This work addresses the mismatch between 2D perception and 3D decision-making in vision-and-language navigation for drones operating in complex urban environments. The authors propose SpatialFly, a framework that relies solely on RGB inputs and introduces a geometry-guided 2D representation alignment mechanism to inject global geometric priors into semantic features. By integrating cross-modal attention, the method implicitly aligns 2D semantics with 3D geometry without requiring explicit 3D reconstruction. Key innovations include geometric prior injection, geometry-aware reparameterization, and gated residual fusion, which collectively enhance spatial reasoning capabilities. Experiments demonstrate that SpatialFly outperforms state-of-the-art methods in both seen and unseen scenarios, reducing path error by 4.03 meters and improving success rate by 1.27% on the Full unseen test set, while generating smoother trajectories with better path alignment.

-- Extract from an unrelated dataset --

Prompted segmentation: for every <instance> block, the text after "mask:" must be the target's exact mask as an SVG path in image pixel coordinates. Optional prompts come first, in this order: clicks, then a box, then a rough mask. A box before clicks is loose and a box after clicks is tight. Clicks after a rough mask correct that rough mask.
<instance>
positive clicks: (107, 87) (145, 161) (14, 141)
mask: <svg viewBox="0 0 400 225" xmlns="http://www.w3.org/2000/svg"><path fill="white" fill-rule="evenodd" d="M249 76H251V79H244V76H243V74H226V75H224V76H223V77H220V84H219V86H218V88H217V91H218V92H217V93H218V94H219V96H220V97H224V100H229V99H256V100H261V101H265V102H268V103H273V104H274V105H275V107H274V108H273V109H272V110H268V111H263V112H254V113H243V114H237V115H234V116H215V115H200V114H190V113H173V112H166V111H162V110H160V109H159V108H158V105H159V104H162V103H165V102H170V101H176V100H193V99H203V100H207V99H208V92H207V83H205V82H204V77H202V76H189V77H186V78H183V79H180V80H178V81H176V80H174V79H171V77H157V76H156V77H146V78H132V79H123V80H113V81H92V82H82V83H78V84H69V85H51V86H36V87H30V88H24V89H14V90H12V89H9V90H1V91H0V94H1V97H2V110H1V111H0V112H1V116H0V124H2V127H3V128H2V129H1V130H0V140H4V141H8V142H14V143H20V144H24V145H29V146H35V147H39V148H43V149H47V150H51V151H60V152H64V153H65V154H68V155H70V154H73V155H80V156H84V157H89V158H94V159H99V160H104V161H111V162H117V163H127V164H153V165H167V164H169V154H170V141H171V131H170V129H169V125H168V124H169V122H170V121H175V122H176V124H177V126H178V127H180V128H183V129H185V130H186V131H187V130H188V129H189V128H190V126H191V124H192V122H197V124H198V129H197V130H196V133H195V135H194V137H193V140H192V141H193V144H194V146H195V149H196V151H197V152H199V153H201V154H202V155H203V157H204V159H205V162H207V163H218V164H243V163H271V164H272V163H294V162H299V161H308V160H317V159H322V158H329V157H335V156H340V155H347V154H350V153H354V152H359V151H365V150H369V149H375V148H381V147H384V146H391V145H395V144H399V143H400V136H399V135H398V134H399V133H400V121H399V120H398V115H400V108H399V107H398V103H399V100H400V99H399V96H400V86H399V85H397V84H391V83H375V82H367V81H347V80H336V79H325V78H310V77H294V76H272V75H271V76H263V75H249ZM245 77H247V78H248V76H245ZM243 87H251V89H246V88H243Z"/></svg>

UAVs play an important role in applications such as autonomous exploration, disaster response, and infrastructure inspection. However, UAV VLN in complex 3D environments remains challenging. A key difficulty is the structural representation mismatch between 2D visual perception and the 3D trajectory decision space, which limits spatial reasoning. To this end, we propose SpatialFly, a geometry-guided spatial representation framework for UAV VLN. Operating on RGB observations without explicit 3D reconstruction, SpatialFly introduces a geometry-guided 2D representation alignment mechanism. Specifically, the geometric prior injection module injects global structural cues into 2D semantic tokens to provide scene-level geometric guidance. The geometry-aware reparameterization module then aligns 2D semantic tokens with 3D geometric tokens through cross-modal attention, followed by gated residual fusion to preserve semantic discrimination. Experimental results show that SpatialFly consistently outperforms state-of-the-art UAV VLN baselines across both seen and unseen environments, reducing NE by 4.03m and improving SR by 1.27% over the strongest baseline on the unseen Full split. Additional trajectory-level analysis shows that SpatialFly produces trajectories with better path alignment and smoother, more stable motion.